Si aggiunga, in più, che le odierne esigenze vogliono un occhio attento ai problemi di una onesta e saggia ricreazione; e si avrà il panorama vasto di quanta vita e attività può svolgersi e organizzarsi, oggi, accanto alle nostre chiese, all'ombra dei nostri campanili : scuole professionali, doposcuola e ricreatori per i giovani, ambulatori e dispensari medici, uffici di consulenza professionale, organizzazione delle varie attività caritative. In una parola, tutto ciò che attira l'uomo di oggi, ne suscita gli interessi culturali, come ne avvalora i talenti e le inclinazioni. Quanto bene si dischiude in questa visione, specialmente perchè una attività così distribuita è la migliore prova delle materne sollecitudini della Chiesa, e può sottrarre schiere sempre più vaste di fedeli agli influssi disgregatori di chi si applica a dividere gli uomini e inaridirne gli animi.

Diletti figli!

Lavoro arduo e delicato, il vostro. Bastano questi accenni per disvelare all'occhio stupefatto l'ampiezza delle attribuzioni, che. l'arte sacra e i problemi annessi comportano. Ma quanto più questo lavoro è complesso e difficile, e pertanto sottratto alle facili improvvisazioni, tanto più è promettente e incoraggiante.
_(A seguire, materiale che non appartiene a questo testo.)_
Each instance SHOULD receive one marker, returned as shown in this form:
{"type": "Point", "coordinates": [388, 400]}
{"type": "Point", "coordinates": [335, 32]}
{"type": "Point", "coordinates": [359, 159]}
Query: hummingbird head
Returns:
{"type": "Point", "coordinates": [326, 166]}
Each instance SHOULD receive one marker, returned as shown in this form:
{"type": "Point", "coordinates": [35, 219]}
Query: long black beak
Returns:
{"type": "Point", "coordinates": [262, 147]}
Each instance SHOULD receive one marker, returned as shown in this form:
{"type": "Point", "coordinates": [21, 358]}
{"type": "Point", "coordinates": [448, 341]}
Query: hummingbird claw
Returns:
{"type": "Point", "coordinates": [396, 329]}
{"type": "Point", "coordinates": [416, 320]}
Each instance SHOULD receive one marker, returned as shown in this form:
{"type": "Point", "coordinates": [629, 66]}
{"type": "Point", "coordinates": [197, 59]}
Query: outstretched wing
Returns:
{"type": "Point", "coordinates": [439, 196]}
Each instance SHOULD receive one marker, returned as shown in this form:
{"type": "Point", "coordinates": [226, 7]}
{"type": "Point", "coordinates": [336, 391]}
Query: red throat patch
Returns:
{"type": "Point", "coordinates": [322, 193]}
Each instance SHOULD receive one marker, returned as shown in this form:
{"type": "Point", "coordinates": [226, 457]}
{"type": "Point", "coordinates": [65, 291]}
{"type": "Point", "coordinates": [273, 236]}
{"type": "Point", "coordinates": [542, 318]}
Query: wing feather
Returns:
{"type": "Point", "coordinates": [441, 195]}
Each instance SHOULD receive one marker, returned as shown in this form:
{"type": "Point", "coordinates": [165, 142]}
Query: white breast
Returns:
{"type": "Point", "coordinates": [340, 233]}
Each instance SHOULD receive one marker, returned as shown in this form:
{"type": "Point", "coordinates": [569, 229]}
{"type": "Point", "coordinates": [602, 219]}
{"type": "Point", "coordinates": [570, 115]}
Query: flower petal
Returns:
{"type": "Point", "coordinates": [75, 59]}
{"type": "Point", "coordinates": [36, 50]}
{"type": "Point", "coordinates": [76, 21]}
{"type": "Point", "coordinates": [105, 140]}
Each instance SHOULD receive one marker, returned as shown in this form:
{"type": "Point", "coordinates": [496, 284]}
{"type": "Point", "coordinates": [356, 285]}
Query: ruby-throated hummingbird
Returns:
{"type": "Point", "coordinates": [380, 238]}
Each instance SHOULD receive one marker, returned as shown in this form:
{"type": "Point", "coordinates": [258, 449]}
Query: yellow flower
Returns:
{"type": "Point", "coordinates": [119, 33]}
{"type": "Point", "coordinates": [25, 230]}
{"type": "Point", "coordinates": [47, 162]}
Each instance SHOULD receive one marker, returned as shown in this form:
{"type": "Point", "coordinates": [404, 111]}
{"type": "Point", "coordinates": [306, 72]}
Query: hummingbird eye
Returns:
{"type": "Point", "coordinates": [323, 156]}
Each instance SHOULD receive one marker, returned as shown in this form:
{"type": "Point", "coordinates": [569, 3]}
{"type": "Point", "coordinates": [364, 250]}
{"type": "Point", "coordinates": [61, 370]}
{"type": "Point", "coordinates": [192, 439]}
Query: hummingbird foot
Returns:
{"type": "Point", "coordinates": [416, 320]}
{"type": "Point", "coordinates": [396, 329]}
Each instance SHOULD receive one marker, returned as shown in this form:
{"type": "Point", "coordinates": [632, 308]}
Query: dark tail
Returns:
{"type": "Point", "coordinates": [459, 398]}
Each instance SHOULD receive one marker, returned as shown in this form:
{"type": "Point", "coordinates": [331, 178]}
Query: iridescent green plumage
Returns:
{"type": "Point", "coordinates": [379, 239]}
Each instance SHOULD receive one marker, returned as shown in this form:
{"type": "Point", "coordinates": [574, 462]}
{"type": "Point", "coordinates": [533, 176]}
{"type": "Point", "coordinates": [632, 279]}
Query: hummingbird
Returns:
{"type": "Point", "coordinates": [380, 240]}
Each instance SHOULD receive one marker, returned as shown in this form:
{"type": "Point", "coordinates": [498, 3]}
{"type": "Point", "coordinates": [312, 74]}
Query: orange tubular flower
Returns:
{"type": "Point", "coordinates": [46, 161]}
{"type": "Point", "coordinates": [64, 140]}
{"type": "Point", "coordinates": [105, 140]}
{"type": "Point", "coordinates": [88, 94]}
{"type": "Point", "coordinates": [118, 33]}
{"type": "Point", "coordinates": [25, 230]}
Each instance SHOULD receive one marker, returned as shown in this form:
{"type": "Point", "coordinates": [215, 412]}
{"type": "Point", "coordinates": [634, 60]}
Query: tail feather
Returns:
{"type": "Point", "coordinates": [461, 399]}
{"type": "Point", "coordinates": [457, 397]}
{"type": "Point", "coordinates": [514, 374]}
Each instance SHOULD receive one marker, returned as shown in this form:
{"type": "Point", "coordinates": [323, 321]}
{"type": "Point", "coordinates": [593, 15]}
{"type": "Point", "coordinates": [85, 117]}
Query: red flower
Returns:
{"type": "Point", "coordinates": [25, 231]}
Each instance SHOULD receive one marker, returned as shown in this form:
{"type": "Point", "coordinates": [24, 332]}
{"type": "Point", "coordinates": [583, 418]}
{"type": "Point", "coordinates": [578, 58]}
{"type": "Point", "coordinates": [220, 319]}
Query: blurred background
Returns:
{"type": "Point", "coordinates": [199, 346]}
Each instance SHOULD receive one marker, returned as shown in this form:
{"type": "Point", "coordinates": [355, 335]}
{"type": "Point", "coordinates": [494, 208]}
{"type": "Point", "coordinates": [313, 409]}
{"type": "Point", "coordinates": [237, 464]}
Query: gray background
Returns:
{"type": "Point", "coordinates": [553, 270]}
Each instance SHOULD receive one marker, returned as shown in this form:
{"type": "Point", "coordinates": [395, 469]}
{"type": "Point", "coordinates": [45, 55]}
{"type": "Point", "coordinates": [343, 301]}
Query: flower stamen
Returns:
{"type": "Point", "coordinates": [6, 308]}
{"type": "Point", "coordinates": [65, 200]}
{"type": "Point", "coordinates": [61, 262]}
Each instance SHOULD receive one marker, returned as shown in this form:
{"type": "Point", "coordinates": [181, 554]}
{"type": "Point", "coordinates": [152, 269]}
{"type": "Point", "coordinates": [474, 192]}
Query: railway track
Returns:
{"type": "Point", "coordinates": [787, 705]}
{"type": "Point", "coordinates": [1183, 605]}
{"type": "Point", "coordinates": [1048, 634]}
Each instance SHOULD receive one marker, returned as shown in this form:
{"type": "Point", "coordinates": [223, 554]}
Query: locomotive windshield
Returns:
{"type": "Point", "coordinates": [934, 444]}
Si auspica da taluni un incontro più stretto tra gli uomini di chiesa e quelli dell'arte. Non diciamo tra la Chiesa e l'arte sacra, perchè tra essi non vi è stata mai incomprensione né diffidenza. Per parte sua, la Chiesa non cessa di promuovere l'incontro mediante le sue Commissioni di Arte sacra, da quella Pontificia Centrale, che degnamente assolve il suo compito, a quelle diocesane, che sono come una fitta rete di organi vitali a difesa della bellezza e del buon gusto. Essa non cessa di favorire questa intesa con l'insegnamento della storia dell'arte e dei principii di arte sacra nei suoi Istituti e Seminari; con la cura meticolosa, che essa pone nella educazione liturgica dei suoi figli, scendendo fino ai particolari dell'arredamento e della suppellettile sacra; con la prudenza, che inculca ai suoi sacerdoti, perchè sappiamo discernere e custodire i tesori di antichità ad essi affidati, e promuoverne il continuo arricchimento con opere nuove e degne.
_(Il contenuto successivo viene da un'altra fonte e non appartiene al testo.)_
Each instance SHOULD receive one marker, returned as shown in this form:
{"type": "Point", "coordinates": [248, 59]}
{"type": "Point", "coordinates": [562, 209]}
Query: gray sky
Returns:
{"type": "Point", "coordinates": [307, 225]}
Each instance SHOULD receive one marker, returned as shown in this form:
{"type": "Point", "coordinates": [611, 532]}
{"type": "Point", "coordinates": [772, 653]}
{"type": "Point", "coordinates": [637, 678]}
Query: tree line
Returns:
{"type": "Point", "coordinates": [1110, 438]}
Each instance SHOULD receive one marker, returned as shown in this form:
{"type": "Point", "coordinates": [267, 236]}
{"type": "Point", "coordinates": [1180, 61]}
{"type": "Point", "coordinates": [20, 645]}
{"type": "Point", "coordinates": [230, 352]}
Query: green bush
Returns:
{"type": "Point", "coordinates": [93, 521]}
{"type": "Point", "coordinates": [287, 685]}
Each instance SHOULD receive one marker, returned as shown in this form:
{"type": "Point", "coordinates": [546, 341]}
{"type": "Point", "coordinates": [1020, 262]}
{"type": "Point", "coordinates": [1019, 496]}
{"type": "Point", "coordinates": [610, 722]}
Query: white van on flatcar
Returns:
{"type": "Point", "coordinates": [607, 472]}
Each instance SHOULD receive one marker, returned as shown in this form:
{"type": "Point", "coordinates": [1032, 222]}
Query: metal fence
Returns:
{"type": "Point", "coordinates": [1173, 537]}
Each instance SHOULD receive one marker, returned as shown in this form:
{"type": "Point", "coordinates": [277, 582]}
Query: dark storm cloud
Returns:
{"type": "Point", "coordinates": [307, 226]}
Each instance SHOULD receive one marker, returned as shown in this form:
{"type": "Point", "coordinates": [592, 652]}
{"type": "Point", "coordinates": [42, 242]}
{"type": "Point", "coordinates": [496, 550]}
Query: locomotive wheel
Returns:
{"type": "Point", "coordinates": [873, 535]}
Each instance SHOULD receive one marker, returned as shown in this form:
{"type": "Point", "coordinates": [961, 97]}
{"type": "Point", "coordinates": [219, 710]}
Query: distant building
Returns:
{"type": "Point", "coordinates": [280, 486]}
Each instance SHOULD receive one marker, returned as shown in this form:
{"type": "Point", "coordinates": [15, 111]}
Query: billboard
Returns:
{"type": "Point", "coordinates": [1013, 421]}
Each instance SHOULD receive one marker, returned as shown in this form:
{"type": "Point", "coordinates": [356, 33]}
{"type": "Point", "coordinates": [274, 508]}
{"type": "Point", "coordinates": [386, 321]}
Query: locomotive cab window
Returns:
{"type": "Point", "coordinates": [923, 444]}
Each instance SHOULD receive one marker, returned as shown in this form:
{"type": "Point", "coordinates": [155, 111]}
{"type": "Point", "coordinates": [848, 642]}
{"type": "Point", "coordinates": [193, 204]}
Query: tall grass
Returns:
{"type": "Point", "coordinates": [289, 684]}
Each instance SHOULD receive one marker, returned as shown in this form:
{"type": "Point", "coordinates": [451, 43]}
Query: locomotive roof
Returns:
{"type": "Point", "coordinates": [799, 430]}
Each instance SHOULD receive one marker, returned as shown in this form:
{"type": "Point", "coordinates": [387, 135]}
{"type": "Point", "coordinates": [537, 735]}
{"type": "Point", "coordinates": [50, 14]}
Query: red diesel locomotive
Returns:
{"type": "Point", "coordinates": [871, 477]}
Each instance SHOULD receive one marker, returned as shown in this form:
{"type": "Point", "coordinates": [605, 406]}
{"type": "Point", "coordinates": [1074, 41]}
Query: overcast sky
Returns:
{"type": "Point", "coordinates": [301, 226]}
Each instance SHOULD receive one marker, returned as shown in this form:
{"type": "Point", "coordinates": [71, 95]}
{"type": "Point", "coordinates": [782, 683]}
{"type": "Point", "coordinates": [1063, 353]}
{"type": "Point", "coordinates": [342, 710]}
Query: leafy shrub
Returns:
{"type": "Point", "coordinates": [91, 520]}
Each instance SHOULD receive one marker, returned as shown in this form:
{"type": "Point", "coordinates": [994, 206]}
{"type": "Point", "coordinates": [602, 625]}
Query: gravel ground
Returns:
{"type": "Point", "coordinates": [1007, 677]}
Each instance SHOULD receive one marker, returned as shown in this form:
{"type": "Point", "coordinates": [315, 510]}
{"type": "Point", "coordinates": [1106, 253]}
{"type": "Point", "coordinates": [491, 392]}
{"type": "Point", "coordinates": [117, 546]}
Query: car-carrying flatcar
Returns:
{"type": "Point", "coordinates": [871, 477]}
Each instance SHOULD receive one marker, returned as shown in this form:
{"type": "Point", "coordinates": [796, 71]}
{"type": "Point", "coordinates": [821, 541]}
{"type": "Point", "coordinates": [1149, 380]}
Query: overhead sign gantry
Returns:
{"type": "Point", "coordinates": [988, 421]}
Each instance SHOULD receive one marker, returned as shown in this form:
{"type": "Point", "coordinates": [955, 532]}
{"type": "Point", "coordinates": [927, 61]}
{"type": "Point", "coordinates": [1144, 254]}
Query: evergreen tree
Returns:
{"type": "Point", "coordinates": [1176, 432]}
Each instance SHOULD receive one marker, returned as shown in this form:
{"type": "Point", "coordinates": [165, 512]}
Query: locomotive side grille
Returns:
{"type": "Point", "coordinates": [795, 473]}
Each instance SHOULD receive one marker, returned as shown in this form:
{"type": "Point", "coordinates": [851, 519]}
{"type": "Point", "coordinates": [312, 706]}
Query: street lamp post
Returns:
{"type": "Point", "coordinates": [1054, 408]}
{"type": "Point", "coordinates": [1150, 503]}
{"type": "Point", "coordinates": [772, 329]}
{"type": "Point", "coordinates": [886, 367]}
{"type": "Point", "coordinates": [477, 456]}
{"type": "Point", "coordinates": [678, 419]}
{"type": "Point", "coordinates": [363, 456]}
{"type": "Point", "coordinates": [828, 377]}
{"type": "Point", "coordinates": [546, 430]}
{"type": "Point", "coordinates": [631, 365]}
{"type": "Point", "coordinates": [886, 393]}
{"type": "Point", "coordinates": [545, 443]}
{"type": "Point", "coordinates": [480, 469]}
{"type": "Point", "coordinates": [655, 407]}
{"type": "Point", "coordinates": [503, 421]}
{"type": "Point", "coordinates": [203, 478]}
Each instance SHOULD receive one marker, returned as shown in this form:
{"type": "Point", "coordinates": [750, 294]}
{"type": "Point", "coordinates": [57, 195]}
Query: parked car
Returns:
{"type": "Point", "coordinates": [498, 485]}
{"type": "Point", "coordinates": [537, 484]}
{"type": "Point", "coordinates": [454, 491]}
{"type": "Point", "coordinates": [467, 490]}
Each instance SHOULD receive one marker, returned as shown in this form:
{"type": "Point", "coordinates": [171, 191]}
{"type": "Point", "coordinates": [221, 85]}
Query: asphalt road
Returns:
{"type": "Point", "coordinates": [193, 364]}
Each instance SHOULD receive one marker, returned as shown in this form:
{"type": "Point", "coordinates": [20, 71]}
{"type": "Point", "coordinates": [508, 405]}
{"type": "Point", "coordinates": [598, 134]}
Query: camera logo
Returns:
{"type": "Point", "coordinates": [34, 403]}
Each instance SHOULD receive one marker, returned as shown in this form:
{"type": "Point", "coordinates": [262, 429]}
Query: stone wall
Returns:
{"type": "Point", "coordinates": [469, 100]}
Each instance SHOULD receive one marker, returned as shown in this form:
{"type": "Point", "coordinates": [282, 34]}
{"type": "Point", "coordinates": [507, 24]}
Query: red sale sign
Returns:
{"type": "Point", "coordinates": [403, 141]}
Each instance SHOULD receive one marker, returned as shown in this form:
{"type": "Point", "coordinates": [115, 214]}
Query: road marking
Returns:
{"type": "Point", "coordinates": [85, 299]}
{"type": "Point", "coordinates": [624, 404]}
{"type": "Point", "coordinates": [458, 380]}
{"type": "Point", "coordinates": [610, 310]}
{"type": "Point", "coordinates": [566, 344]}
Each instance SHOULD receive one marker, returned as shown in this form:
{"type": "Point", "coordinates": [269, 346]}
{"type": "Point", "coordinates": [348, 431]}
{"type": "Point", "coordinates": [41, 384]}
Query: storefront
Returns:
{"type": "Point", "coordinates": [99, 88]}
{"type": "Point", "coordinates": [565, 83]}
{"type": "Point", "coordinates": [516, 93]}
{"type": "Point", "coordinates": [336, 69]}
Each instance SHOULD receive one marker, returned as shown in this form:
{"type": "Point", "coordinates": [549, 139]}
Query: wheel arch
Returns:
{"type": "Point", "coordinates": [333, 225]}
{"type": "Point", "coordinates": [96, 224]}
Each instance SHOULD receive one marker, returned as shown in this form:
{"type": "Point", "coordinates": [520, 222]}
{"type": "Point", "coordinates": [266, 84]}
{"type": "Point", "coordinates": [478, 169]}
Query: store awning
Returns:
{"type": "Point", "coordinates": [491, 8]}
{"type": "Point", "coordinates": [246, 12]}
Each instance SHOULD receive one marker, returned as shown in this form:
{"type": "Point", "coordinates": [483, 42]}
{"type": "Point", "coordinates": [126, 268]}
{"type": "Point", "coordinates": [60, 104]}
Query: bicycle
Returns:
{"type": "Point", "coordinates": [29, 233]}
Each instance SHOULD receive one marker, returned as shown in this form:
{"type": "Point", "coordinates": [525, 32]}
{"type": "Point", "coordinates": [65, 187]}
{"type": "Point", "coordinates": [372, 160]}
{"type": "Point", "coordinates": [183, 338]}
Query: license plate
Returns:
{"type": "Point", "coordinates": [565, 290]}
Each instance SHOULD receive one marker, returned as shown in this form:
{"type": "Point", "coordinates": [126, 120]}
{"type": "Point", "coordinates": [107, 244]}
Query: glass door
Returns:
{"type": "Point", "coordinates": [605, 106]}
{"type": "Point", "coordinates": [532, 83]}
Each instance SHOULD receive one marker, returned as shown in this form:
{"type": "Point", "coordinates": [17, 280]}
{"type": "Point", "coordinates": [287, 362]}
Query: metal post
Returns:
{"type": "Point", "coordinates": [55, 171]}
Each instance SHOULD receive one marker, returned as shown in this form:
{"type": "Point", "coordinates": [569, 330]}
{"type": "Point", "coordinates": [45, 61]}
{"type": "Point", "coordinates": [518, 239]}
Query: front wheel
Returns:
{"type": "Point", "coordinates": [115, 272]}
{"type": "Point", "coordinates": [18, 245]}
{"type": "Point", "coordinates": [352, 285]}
Un esempio alto e persuasivo viene appunto da queste Settimane di studio per ecclesiastici e laici : e quale motivo di compiacimento è dato da questo concorde scambio di pensieri e di esperienze, per il progresso di un'attività tanto preziosa!
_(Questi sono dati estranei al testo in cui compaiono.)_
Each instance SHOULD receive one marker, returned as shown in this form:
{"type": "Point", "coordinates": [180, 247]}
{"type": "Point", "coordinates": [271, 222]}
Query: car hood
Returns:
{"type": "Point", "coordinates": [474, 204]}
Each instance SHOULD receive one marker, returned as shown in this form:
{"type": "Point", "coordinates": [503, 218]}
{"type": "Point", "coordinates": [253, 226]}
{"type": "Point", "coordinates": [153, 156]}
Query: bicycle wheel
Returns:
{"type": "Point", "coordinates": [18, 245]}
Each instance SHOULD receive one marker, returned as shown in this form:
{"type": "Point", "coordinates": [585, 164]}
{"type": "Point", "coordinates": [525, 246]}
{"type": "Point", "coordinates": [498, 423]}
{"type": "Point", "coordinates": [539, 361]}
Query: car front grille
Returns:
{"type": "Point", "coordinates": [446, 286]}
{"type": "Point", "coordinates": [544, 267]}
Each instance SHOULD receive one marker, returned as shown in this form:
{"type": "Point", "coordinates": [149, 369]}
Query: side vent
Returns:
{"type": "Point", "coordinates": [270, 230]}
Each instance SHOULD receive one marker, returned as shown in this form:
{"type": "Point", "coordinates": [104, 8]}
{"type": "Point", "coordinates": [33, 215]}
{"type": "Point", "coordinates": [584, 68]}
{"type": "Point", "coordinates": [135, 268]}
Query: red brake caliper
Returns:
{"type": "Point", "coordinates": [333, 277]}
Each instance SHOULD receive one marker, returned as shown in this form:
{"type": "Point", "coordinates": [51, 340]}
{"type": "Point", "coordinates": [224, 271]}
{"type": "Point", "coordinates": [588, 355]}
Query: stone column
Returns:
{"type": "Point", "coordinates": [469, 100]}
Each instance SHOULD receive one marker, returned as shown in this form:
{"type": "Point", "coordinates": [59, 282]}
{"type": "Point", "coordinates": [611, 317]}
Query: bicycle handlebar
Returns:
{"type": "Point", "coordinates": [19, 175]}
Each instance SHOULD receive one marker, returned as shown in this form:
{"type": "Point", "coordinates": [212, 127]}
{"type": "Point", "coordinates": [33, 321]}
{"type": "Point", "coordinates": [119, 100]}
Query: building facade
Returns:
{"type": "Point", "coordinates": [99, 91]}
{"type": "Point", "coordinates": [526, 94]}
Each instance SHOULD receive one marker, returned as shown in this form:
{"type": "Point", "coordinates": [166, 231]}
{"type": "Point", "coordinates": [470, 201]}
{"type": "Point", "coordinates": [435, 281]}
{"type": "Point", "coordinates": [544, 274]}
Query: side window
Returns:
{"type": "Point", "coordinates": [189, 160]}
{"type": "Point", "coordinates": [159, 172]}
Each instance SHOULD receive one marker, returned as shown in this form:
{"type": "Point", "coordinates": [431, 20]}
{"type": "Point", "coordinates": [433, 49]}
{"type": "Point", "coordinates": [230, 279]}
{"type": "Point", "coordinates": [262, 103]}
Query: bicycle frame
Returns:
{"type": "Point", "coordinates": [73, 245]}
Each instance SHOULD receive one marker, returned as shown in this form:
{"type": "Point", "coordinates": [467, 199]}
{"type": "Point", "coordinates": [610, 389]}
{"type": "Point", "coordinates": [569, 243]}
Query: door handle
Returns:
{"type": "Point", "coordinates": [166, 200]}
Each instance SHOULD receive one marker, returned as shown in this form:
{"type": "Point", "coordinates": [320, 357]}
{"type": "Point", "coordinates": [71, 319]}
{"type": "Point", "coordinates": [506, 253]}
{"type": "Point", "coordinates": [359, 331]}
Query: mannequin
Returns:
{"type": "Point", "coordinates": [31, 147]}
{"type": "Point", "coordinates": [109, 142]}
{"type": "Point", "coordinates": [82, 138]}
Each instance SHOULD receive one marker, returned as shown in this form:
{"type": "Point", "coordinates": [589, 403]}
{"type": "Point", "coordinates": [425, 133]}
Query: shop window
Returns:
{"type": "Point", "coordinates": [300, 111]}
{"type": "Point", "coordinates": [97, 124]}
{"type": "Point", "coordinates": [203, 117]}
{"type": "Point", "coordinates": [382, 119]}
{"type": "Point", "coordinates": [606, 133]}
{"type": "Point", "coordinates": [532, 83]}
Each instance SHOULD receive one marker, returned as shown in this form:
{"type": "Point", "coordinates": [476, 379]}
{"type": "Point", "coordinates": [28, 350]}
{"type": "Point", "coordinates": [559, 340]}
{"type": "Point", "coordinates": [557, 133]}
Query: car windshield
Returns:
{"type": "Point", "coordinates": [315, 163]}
L'essere poi giunta, la vostra Settimana, alla sua nona edizione, è come aver conseguito un vertice, che dal lontano 1933 si innalza fino ad oggi. E le prospettive che si aprono nel prossimo futuro, con la celebrazione del Concilio Ecumenico, dischiudono nuovi orizzonti alla vostra attività : i rapporti fra arte e liturgia; l'inserimento delle correnti vive delle arti e mestieri di oggi nella grande tradizione cattolica, che è sempre stata di sana e saggia modernità; il restituito connubio fra teologia e mondo figurativo, come è avvenuto nelle grandi epoche artistiche di tutti i tempi; le nuove esigenze di architettura per servire al decoro dell'altare : tutto ciò offre alle vostre intelligenze e capacità nuovi stimoli per una costruttiva ricerca del buono e del bello.

Noi vi siamo vicini con la Nostra stima, col rispetto dovuto ad attività tanto nobili e distinte : e preghiamo per il vostro lavoro, affinché sia allietato da successo, e le difficoltà, che sappiamo non essere poche, le incomprensioni, le crisi vengano superate felicemente. In pegno dell'aiuto divino, che copioso invochiamo su ciascuno di voi, vi accompagniamo con la No stra larga e paterna Benedizione Apostolica, affinché i doni del la bellezza e dell'armonia celeste ricolmino sempre i vostri cuori.

 


(1) Agli Imp. Costantino e Irene; I. D. Mansi, Sacrorum Conciliorum nova et amplissima collectio, XII, Florentiae 1766, col. 1061.